6 Jun 2025 | New York
KBRA affirms the senior unsecured debt rating of BBB+, the subordinated debt rating of BBB, and the short-term debt rating of K2 for Norwich, New York-based NBT Bancorp Inc. (NASDAQ: NBTB) (“the company”). KBRA also affirms the deposit and senior unsecured debt ratings of A-, the subordinated debt rating of BBB+, and the short-term deposit and debt ratings of K2 for the subsidiary, NBT Bank, National Association. The Outlook for all long-term ratings is Stable.
Key Credit Considerations
NBTB’s ratings are supported by a historically durable, lower-cost funding profile that reflects highly granular deposit relationships and lower price sensitivity compared to most KBRA-rated banks. Meaningful diversity and scale associated with core fee-generating businesses also represents a rating strength, with such revenue consistently generating ~30% of the company's total.
The ratings also reflect NBTB's solid through-the-cycle credit performance, benefiting from disciplined underwriting and a diversified loan portfolio, which reflects somewhat less ICRE than some peers. Problem assets remain low (0.48% NPA ratio at 1Q25), as do recent and long-term net charge-offs (NCOs), the latter resulting in an average annual NCO ratio of ~17 bps since 2019. A recent modest increase in NCOs is largely idiosyncratic and lending verticals have historically generated solid risk-adjusted margins. Additionally, stable earnings and appropriate reserve coverage (1.17% of loans at 1Q25) provide adequate first line loss absorption buffers.
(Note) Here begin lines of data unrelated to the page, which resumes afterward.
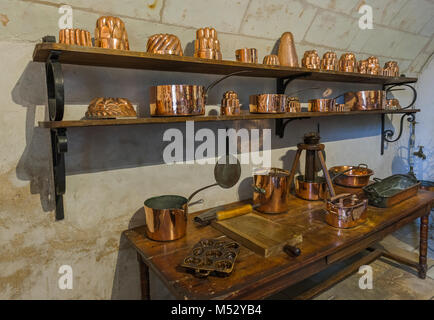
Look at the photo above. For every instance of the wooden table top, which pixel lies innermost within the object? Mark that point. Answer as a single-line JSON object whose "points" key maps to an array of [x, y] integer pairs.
{"points": [[319, 240]]}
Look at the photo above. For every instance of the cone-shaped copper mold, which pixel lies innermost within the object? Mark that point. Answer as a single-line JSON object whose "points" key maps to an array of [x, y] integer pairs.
{"points": [[287, 53], [391, 69], [77, 37], [164, 44], [110, 33], [110, 108], [230, 104], [348, 63], [271, 60], [330, 61], [311, 60], [207, 46]]}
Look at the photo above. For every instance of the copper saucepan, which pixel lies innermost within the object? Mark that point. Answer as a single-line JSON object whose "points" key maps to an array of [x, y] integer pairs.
{"points": [[351, 176], [180, 99]]}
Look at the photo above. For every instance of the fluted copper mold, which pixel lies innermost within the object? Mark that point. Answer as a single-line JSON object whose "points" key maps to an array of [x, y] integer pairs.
{"points": [[230, 104], [271, 60], [311, 60], [330, 61], [110, 33], [287, 53], [268, 103], [370, 66], [77, 37], [207, 46], [348, 63], [391, 69], [177, 100], [104, 108], [164, 44], [247, 55]]}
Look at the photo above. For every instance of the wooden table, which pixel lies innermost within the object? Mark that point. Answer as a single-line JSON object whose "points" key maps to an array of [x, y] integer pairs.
{"points": [[255, 277]]}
NBTB has traditionally managed core capital reasonably conservatively over time. On May 2, 2025, the company closed the strategically favorable acquisition of Evans Bancorp, Inc., extending its branch network into the Buffalo and Rochester markets and adding ~$1.9 billion in deposits and $1.8 billion in loans. Following the transaction’s moderate impact on capital ratios, core capital remains appropriate for the ratings and is expected to improve at a measured pace.
The company’s experienced and deep management team is a credit strength and has afforded the company seamless leadership transitions and steady execution on strategic initiatives.
Rating Sensitivities
While not currently contemplated, positive rating momentum could develop with further market share gains in NBTB’s core banking footprint, in tandem with sustained favorably profitability and conservative capital management. Downward rating pressure is not expected, but less conservative financial management, unanticipated deterioration in asset quality leading to meaningful earnings pressure, or substantial degradation in the funding profile could pressure the ratings.